We should have an immigration system that’s realistic rather than headline-grabbing
The Tory manifesto promises a ‘fair, firm and compassionate’ approach. The party has more work to do on the last point
It is no surprise that, as the general election campaign enters the home straight, the Conservatives are playing the immigration card. It echoes Vote Leave’s drive in the last week of the 2016 referendum campaign, when it made misleading claims – such as warning that Turkey would join the EU, which turned out to be a turkey itself. Several of Vote Leave’s key players work for Boris Johnson, who now wants to implement the Australian-style points-based system it promised in 2016.
It is meant to sound tough, when coupled with the ritual pledge to “take back control” of immigration after Brexit. The Tories hope it will appeal to working-class voters in the north and midlands, who may well decide Thursday’s election.

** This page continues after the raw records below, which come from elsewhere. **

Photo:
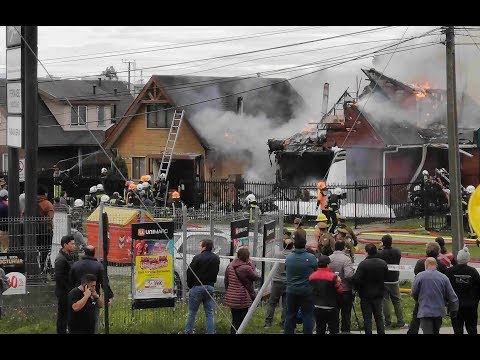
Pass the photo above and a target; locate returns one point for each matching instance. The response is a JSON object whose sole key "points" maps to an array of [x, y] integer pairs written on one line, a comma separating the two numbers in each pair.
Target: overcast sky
{"points": [[87, 51]]}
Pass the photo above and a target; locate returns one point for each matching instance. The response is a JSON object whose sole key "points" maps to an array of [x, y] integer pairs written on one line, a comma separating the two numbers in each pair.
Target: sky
{"points": [[308, 56]]}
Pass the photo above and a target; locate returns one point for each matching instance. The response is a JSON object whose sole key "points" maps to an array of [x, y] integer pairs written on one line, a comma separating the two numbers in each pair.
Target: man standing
{"points": [[82, 301], [342, 265], [465, 281], [392, 287], [299, 265], [90, 265], [63, 263], [432, 249], [432, 291], [279, 282], [368, 281], [201, 277]]}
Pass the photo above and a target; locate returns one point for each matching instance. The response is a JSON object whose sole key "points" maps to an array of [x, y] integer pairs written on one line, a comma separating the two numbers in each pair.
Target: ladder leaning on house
{"points": [[170, 144]]}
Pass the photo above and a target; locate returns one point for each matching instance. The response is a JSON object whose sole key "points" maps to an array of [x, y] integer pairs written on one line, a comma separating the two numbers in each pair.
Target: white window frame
{"points": [[78, 115]]}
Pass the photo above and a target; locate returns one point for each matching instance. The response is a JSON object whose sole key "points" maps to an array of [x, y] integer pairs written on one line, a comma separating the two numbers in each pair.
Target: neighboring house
{"points": [[392, 130], [62, 135], [140, 136]]}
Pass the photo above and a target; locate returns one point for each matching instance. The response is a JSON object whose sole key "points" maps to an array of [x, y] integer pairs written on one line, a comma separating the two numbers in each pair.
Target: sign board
{"points": [[239, 235], [13, 263], [14, 98], [13, 36], [14, 64], [153, 260], [14, 131], [21, 170]]}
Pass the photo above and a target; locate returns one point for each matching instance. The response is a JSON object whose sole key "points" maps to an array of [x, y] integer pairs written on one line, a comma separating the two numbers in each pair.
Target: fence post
{"points": [[211, 224], [184, 253], [355, 204], [390, 198]]}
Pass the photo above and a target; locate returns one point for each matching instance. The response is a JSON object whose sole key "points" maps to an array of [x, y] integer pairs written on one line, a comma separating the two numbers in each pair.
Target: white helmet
{"points": [[78, 203]]}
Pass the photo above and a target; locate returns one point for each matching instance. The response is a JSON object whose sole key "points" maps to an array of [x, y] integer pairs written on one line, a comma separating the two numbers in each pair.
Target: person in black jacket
{"points": [[432, 250], [368, 281], [201, 277], [63, 263], [90, 265], [392, 287], [465, 281]]}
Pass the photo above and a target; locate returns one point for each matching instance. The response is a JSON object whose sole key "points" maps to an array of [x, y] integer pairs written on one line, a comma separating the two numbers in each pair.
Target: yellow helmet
{"points": [[321, 217]]}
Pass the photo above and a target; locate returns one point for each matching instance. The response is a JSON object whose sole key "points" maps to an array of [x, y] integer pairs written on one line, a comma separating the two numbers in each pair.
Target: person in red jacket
{"points": [[327, 292], [239, 277]]}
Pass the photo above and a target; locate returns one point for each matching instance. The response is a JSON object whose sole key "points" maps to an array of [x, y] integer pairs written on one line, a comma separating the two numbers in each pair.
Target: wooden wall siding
{"points": [[224, 167], [362, 135], [138, 141]]}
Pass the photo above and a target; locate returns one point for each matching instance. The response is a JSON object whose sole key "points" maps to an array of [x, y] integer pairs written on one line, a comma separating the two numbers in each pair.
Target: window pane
{"points": [[82, 115], [101, 115], [74, 115]]}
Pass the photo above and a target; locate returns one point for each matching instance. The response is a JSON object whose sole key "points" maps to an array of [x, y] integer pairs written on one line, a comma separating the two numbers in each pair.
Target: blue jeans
{"points": [[197, 296]]}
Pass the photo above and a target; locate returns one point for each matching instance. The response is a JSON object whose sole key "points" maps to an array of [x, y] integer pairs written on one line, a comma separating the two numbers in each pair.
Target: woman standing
{"points": [[239, 277]]}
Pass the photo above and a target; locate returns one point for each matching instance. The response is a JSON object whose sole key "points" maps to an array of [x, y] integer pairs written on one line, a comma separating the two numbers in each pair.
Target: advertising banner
{"points": [[239, 235], [153, 260], [13, 263]]}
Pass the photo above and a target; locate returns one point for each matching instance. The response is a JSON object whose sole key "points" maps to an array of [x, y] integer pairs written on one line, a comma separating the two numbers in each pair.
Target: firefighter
{"points": [[326, 242], [321, 219], [251, 205], [342, 234]]}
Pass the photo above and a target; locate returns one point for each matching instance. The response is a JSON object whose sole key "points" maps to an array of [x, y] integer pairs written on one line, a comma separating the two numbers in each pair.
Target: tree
{"points": [[110, 73]]}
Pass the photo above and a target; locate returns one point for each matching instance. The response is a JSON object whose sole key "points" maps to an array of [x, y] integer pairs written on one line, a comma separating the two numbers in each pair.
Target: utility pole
{"points": [[453, 149], [129, 62]]}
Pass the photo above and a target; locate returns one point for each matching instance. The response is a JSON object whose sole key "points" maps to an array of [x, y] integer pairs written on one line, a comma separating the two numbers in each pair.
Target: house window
{"points": [[101, 115], [78, 115], [138, 167], [157, 117]]}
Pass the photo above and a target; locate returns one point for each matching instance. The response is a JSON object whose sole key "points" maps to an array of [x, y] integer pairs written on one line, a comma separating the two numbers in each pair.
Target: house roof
{"points": [[75, 90], [275, 98]]}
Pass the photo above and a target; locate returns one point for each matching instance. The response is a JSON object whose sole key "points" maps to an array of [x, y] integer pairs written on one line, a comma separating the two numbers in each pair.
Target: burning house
{"points": [[391, 130]]}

On closer inspection, the “new” approach is more of a slogan than a detailed policy, and rather similar to the existing tier-based one. Three groups could apply to enter Britain: migrants with “exceptional talent”; skilled workers who would require a job offer as well a specified number of points; and those in lower-skilled sectors, who could enter only if there were labour shortages in that industry. Visas in this last category would be time-limited, probably up to five years, and “will typically not lead to settlement”.